A/V Room









Troy - Sean Bean and the women of Troy

Compiled by: Jack Foley

Q. Sean, I have a list here. Goldeneye, Ronin, Patriot Games and Lord of the Rings... Has it become a desire of yours to survive a blockbuster?
[Laughs] Yes. It constantly surprises me. I don't usually last that long, so to be there at the end was a nice change.

Q. Would you be interested in playing the role of Odysseus again?
Yeah, yeah [laughs]. It's a great character, though, you know, and this is a great adventure series.

Q. Did you get much down-time on the set and how did you fill it?
I played quite a bit of pool, and visited a few bars. But we all did a lot of sitting around the pool and reading.

Q. Did you have a perm for your extremely curly hair?
It was a wig. It wasn't my hair. Did you think it was mine? I wish it was...

Q. How do you think Troy compares with Lord of the Rings in terms of movie-making and ambition?
I suppose you can compare them, but this was a much more wider scale in terms of panoramas and extras. We did Lord of the Rings about four years ago, and the CGI has obviously advanced much more quickly now.
But this was more physical and more demanding, and much more violent.
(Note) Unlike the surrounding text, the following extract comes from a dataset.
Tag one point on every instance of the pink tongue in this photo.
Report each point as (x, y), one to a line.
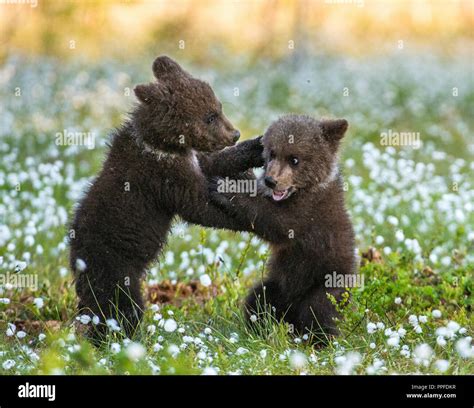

Q. Can you recall an epic that you saw in your life that made you go 'wow'?
I think Ben Hur made an impression on me, as well as the Waterloo film with Christopher Plummer and Rod Steiger...


Rose Byrne

Q. How was your down-time more difficult than Eric Bana's. Did you get much on the set?
We played a lot of board games. Battleships, Diane's very good at battleships, backgammon, and karaoke. We'd go to karaoke at 10pm, and come back at 6am, so that would sort of kill the day.

Q. How were the love scenes with Brad Pitt?
[laughs and blushes a little] Well love scenes are always awkward, you know, because you're in weird underwear, and it's very technical, you have tape all over your bum, and you have 40 men staring at you through cameras, saying 'move your head', and stuff.
So even if you were trying to have a good time, it's too technical, but then you're also trying to create what will hopefully be a beautiful love scene.
I find after one take, it gets better, but it's good to have a sense of humour about it. You have to be able to laugh at how funny it is, you know. So it was good, because I really trusted Brad and Wolfgang, and I felt in good hands. It was very discreet.

Q. Can you recall an epic that you saw in your life that made you go 'wow'?
Titanic. I saw it three times at the cinema. It was the one for my generation, and Leonardo was saying my name, over and over. You know, 'Rose, Rose, Rose'. And I'm like, 'I'm here!'

Diane Kruger Q&A

Q. The line isn't used in the film, 'the face that launched a thousand ships', but it must have been quite a daunting prospect, having to take on that subtitle. So did that fill you with dread, because this is the first film we've really seen you in...
It wasn't so much about the physical aspect of the role. It was what the role stood for, actually, as I had very little experience prior to Troy; I had never played such an emotionally complex character.
She is very young, very vulnerable, very sad, and she has this constant burden of guilt. And a lot of that comes through her eyes; there are a lot of scenes where she doesn't say anything, but this has to come across somehow. So, yeah, it was quite daunting.

Q. How much did you learn from appearing alongside such an established cast?
Oh yeah, people had so much more experience from me, so I was a little overwhelmed when I first arrived on set.
But I will thank Wolfgang all my life, because he made me feel so welcome and made me feel special. Perhaps because he is German, too, he would sometimes talk to me in German and say something that would make me feel better.
I certainly learned how to be calm. How to tackle a scene when I had absolutely no idea how I was going to do it, initially.
Both Wolfgang and Peter actively encouraged me to stay calm, and to take as much time as I needed, to not be afraid to ask for time. So they were very generous and treated me as an equal, so I felt very blessed. It was a good step up.